I had been living with far more pain than I ever acknowledged.

The grief hit hard.

Grief for the years of endurance.

Grief for how strong I’ve had to be.

Grief for the way I’ve learned to normalize suffering because struggle has always been familiar.

There is something deeply frustrating about being so resilient that you don’t recognize when something has crossed the line into harm.

Being “strong” kept me going.

But it also kept me enduring what no one should have to endure.

COVID-19, Neurology, and a System at Capacity

There is increasing evidence linking COVID-19 to long-term neurological issues, including nerve inflammation and chronic pain conditions.

For more information:

  • CDC on long COVID neurological symptoms:

    https://archive.cdc.gov/#/details?url=https://www.cdc.gov/coronavirus/2019-ncov/long-term-effects/index.html

  • NIH research on COVID-19 and the nervous system:

    https://www.ncbi.nlm.nih.gov/search/research-news/15736/

Neurology clinics are overwhelmed. Waitlists are long. And people like me are falling through the cracks—not because the doctors don’t care, but because the system is bottlenecked.
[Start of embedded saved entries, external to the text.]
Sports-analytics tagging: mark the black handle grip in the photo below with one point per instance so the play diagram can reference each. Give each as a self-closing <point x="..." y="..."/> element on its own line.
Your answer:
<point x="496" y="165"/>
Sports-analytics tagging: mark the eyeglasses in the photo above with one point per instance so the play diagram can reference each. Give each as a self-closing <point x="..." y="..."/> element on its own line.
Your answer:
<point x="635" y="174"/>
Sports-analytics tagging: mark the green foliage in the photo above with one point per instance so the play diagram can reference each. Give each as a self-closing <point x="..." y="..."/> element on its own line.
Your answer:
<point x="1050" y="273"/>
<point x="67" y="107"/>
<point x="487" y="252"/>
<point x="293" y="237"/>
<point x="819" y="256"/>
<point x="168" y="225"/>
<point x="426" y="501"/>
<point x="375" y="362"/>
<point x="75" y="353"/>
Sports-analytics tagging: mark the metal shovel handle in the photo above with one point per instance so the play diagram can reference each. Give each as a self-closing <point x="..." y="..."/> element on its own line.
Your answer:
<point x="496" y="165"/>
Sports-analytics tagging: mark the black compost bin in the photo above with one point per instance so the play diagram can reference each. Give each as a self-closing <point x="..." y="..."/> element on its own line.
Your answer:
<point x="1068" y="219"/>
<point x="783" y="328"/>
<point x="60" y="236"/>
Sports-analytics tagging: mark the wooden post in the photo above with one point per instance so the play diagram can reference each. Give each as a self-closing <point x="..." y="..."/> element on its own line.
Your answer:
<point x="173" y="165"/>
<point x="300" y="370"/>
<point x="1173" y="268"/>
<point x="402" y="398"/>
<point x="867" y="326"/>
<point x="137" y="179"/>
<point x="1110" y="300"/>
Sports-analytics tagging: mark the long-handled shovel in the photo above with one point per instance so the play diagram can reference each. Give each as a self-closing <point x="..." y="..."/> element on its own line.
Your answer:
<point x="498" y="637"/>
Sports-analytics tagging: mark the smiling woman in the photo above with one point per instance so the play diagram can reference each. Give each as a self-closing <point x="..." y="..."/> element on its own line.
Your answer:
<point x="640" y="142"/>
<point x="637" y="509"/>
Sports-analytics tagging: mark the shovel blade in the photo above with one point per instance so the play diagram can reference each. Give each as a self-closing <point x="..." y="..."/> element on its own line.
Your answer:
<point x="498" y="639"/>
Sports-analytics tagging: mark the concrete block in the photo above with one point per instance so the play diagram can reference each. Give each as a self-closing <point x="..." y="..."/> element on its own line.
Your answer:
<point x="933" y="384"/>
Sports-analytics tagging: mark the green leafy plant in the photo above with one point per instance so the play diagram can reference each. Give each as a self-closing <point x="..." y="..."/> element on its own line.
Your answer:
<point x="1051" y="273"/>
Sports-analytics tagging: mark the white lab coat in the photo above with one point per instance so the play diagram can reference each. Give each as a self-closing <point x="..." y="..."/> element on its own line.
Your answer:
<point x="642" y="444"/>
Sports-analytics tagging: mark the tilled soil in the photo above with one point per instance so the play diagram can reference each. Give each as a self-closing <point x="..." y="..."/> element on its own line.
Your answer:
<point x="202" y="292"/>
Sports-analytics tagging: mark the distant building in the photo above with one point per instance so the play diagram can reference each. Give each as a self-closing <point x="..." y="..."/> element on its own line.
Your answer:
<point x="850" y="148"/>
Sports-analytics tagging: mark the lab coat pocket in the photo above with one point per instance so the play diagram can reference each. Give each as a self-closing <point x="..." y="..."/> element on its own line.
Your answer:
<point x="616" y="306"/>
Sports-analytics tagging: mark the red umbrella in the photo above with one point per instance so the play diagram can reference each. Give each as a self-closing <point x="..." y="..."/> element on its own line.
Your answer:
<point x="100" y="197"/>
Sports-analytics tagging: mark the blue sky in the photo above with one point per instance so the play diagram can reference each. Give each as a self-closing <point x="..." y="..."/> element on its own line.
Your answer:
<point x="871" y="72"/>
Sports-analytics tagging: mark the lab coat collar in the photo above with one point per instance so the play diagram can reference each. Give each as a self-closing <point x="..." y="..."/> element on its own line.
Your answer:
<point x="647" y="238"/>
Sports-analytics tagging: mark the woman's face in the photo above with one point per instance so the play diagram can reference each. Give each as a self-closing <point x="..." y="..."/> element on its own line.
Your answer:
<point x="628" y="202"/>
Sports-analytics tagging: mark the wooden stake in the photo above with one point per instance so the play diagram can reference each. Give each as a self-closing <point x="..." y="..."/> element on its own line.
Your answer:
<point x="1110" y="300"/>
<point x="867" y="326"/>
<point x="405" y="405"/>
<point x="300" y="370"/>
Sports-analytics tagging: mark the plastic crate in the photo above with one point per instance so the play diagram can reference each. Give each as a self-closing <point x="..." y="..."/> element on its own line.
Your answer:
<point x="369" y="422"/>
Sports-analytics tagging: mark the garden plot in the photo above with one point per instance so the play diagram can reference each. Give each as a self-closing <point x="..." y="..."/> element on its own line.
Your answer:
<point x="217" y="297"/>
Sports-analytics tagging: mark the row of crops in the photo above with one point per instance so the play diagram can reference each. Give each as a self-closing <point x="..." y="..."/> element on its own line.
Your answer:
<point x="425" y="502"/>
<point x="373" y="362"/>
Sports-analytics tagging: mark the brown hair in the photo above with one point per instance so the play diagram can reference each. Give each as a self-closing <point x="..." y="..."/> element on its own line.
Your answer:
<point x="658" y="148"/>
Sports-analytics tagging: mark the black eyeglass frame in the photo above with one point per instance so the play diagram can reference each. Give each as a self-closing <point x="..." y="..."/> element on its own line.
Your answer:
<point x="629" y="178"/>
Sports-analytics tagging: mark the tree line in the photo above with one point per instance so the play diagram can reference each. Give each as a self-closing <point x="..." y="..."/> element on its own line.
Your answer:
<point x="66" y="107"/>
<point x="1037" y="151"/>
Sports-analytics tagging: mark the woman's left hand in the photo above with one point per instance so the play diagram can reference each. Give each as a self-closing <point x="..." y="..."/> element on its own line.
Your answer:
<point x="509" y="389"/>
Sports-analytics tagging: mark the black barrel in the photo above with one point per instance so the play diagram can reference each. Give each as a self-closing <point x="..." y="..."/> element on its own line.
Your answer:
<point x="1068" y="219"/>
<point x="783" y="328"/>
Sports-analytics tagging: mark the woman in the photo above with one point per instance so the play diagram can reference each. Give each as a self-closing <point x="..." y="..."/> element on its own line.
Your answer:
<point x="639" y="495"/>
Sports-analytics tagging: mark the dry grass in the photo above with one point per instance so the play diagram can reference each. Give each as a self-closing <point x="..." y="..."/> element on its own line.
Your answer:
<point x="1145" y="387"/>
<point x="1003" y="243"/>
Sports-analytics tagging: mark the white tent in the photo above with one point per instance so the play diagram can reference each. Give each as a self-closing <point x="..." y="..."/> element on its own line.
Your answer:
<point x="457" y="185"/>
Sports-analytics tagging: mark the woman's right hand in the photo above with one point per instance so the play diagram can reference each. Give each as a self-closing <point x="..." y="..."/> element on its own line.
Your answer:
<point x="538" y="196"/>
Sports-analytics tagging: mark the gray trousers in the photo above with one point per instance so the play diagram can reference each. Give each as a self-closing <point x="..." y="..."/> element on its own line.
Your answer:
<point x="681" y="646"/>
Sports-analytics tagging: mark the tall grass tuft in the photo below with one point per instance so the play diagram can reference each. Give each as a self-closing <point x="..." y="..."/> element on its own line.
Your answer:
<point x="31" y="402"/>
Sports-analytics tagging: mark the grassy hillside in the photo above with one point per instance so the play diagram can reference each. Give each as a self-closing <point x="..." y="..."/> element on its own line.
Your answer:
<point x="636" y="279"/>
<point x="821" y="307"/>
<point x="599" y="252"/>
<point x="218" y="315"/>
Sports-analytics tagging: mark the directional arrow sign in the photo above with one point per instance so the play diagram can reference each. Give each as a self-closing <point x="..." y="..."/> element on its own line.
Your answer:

A Plea: We Need More Neurologists — and Fewer Barriers

We urgently need more neurologists.

But we also need to talk about why so few people enter or remain in this field:

  • The length and cost of training

  • Crushing student debt

  • High burnout from managing chronic, complex cases

  • Lack of diversity, which impacts whose pain is believed

The Core Policy Issue: The Medicare Residency Cap

In 1997, Congress passed the Balanced Budget Act, which froze the number of residency positions Medicare would fund at 1996 levels.

Why this matters:

  • Medicare funds the majority of U.S. residency training

  • Residency is the only pathway to becoming a neurologist

  • If you cap residencies, you cap future doctors — permanently

So even as:

  • the population grew

  • people lived longer

  • neurological disease increased

…the pipeline for neurologists did not expand.

This is one of the most consequential (and least publicly discussed) healthcare decisions in U.S. history.

Six months to a year for a neurology appointment is now normal in many U.S. cities — which is frankly dangerous.

My neurologist told me there is 1 neurologist for every 10,000 patients in the US. I double checked those stats and the ratio is currently closer to 1:20,000.

We cannot keep pretending this shortage is accidental.

It’s structural.

And patients are paying the price.

Learning to Listen Before It’s Too Much

Living with trigeminal neuralgia has taught me how to listen—really listen—to my body.

Not just to pain, but to the cost of endurance.

Not just to symptoms, but to the systems that delay care.

Not just to survival, but to what it takes to heal.

Relief is not a luxury.

Pain does not need permission to be real.

And strength should never require self-erasure.

If you are in pain and reading this: believe yourself sooner than I did.